Un ristretto comitato potrebbe stilare una carta delle zone in cui potrebbe essere vietato o limitato l’uso degli spit. Nel limite del possibile occorrerebbe anche l’appoggio delle istituzioni.

Oviglia (per la Sardegna): “Stabilire delle aree clean dove è totalmente proibita l’infissione di spit (ad esempio la recente area trad dedicata al clean climbing da me valorizzata sulla costa SW della Sardegna, in località Capo Pecora, che ha già catturato l’immaginazione e i favori di moltissimi climber europei… o altre aree della Gallura ad altra concentrazione di vie tradizionali o protette); poi altre aree in cui è proibito spittare nelle fessure, compresi i camini, e se si usano spit si deve farlo in modo parsimonioso e in apertura dal basso; e infine altre zone, chiaramente più estese, dove vige l’assoluto rispetto delle vie classiche esistenti.

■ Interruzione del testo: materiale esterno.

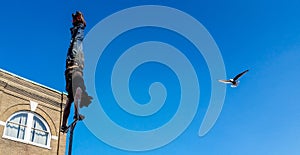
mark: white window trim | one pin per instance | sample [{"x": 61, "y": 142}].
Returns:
[
  {"x": 2, "y": 123},
  {"x": 28, "y": 128}
]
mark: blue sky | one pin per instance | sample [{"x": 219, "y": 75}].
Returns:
[{"x": 259, "y": 117}]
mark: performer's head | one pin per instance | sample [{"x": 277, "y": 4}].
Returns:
[{"x": 78, "y": 18}]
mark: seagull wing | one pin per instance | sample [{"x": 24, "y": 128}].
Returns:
[
  {"x": 239, "y": 75},
  {"x": 225, "y": 81}
]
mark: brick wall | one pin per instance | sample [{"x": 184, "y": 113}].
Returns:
[{"x": 16, "y": 94}]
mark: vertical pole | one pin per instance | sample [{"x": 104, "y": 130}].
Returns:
[
  {"x": 60, "y": 115},
  {"x": 71, "y": 138}
]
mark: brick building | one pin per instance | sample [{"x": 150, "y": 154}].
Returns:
[{"x": 30, "y": 117}]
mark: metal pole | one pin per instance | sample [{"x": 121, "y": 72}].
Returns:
[{"x": 71, "y": 137}]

Una di queste potrebbe (dovrebbe) essere il Supramonte intero. Come è noto alcune vie classiche sono state spittate (Surtana, Lanaitto, Gonone) ma ora sta succedendo anche su vie che hanno fatto la storia dell’arrampicata italiana (ad esempio Tempo Reale di Marco Bernardi). E questo è veramente un grosso danno”.

Proviamo a spingere nelle zone dove l’arrampicata sportiva è in ritardo!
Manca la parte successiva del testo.